The second lawsuit was filed by Tom Wilson in January 2013 after he was fired by the company in May 2012. Wilson alleges in his suit that the USIS "routinely and illegally assigned [him] ... cases, tasks, and duties, and deliberate set completion time requirements and limitations inconsistent with the performance of those tasks according to published company and United States Government policy, and then restricted the number of overtime hours the Employer would pay, thus forcing [him] to work without pay, under threat of termination."

Veteran observers say that the company has a culture of doing rushed work. "They are much more cursory. They don't ask the right follow-up questions," Mark Riley, a former U.S. Army officer told the Washington Post. "The bottom line is the buck, rather than national security."

"If I had three months to check this person out . . . I'd be doing a more-thorough process," a former employee told the newspaper. "When you're giving me a week to interview 50 people, that's impossible."

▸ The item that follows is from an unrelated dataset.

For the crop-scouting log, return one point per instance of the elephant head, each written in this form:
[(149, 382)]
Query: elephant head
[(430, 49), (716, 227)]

USIS staff have also been accused of lax security. "People were leaving their laptops at Starbucks," a former investigator told the Post. "People were leaving cases on top of their cars, information blowing off. We had a lady that left her files at Chuck E. Cheese with her kids."

History of USIS


The company traces its origins back to 1883 when the U.S. government's Civil Service Commission (CSC) set up a federal agency that was tasked with checking backgrounds of prospective government employees. This agency eventually evolved into the Investigations Service arm of the Office of Personnel Management.

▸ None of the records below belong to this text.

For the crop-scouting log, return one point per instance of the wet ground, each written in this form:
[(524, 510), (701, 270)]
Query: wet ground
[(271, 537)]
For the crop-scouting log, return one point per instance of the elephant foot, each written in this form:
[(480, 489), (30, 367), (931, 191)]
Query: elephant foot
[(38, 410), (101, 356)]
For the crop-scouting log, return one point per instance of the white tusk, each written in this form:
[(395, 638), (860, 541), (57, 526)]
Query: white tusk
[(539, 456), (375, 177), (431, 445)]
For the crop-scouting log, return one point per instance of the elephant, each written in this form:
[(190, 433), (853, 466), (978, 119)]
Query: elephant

In 1996, the Clinton administration privatized the Investigations Service - purportedly to save money - and sold it for $545 million to the Carlyle Group and the New York investment firm of Welsh, Carson, Anderson, and Stowe. The move was controversial at the time - Deborah Abraham Apperson, an OPM employee, testified against it in the U.S. Congress. "Who among us is willing to take the risk of letting a Timothy McVeigh [the Oklahoma City bomber] 'slip through the cracks' in order to save a few dollars by cutting corners?" she said.

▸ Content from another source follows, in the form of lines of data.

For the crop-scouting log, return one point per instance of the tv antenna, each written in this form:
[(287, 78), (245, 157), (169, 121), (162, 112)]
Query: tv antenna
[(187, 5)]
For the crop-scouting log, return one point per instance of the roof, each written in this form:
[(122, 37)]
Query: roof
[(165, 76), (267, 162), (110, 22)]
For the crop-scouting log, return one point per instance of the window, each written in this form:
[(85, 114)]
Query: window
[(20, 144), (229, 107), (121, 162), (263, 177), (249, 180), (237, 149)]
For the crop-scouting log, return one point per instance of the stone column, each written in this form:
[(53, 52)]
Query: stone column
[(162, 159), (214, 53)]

For the first 11 years of its existence as a private company USIS was owned by the Carlyle Group. In May 2007 USIS was sold again to Providence Equity Partners (PEP) for $1.5 billion. The Rhode Island private equity group specializes in media, entertainment and communications companies.

USIS also has other government contracts that have been controversial. In May 2004 the U.S. government contracted with USIS to train a special police force in Iraq "to respond to national-level law enforcement emergencies." The contractors ran four-week trainings to teach Iraqis who to deal with "terrorist incidents, kidnappings, hostage negotiations, explosive ordnance, high-risk searches, high-risk assets (and) weapons of mass destruction." (See CorpWatch's 2007 profile of this contract here)

In the spring of 2005, Colonel Ted Westhusing, a military ethics expert from Oklahoma who was in charge of overseeing the USIS contract, received an anonymous four-page letter alleging that USIS contractors witnessed or participated in killing Iraqis during the U.S. assault on Fallujah in 2004. "ERU Mentors [USIS contractors] are conducting real world ops [operations]. They shot their weapons and killed Iraqis," wrote the whistle-blower. "(Name deleted) was telling me how many Iraqis he had killed until I told him to shut the hell up. I was appalled by this."

And in September 2006 USIS won a contract to provide staffing for around-the-clock watch operations at towers erected by Boeing in the Arizona desert to monitor the Mexican border for the U.S. government. Its task was "to detect, identify, classify, and respond to and resolve illegal entry attempts at our land borders with Mexico and Canada." The Boeing contract was ultimately deemed a failure in January 2011 and canceled.

* An earlier version of this article cited the New York Times as the source of information on the grand jury investigation into USIS. In fact Dion Nussbaum of the Wall Street Journal first reported on this matter in early August.